Investment must be made in our laboratories to achieve accreditation. According to the HSE, the national cancer screening programme has confirmed to the Minister that a quality-assured population-based cervical screening programme will be in place from January 2008 with the good intention of reducing cervical cancer rates. How will the Minister deliver on this and is an implementation plan in place?

I will return to the issue of rats in the Oranmore health centre as I have a very disturbing piece of information to share with the House. When I discussed the matter with HSE senior management in Galway last Friday, they were very understanding and empathised with me. I was told the management was powerless. When a HSE representative saw a related letter in yesterday's Irish Independent and heard I was going on "Drivetime", the same manager was far from full of empathy. I felt intimidated by her approach.
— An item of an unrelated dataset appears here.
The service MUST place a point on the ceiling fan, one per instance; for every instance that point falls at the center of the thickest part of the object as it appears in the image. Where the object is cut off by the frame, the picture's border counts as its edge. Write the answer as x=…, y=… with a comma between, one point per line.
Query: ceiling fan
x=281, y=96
I have reliable sources indicating that women and parents with babies are not confident about returning to that rat-infested centre. The HSE official denied it was a rat, stating it was just a mouse that was seen. We know rats and mice do not co-exist. It is has become a serious issue because there is a witch-hunt of the nurse who spoke out. Nurses did not speak to me but I have reliable sources I will not disclose in this House. The Minister has indicated she welcomes people who give good information and she is not into blaming people for reporting. That is not what I am finding in the HSE in Galway since yesterday. I ask the Minister to address the matter. I do not want to hear that any nurse is afraid of losing employment.

I welcome the Minister to the House and thank her for being here. I am looking forward to answers to the questions.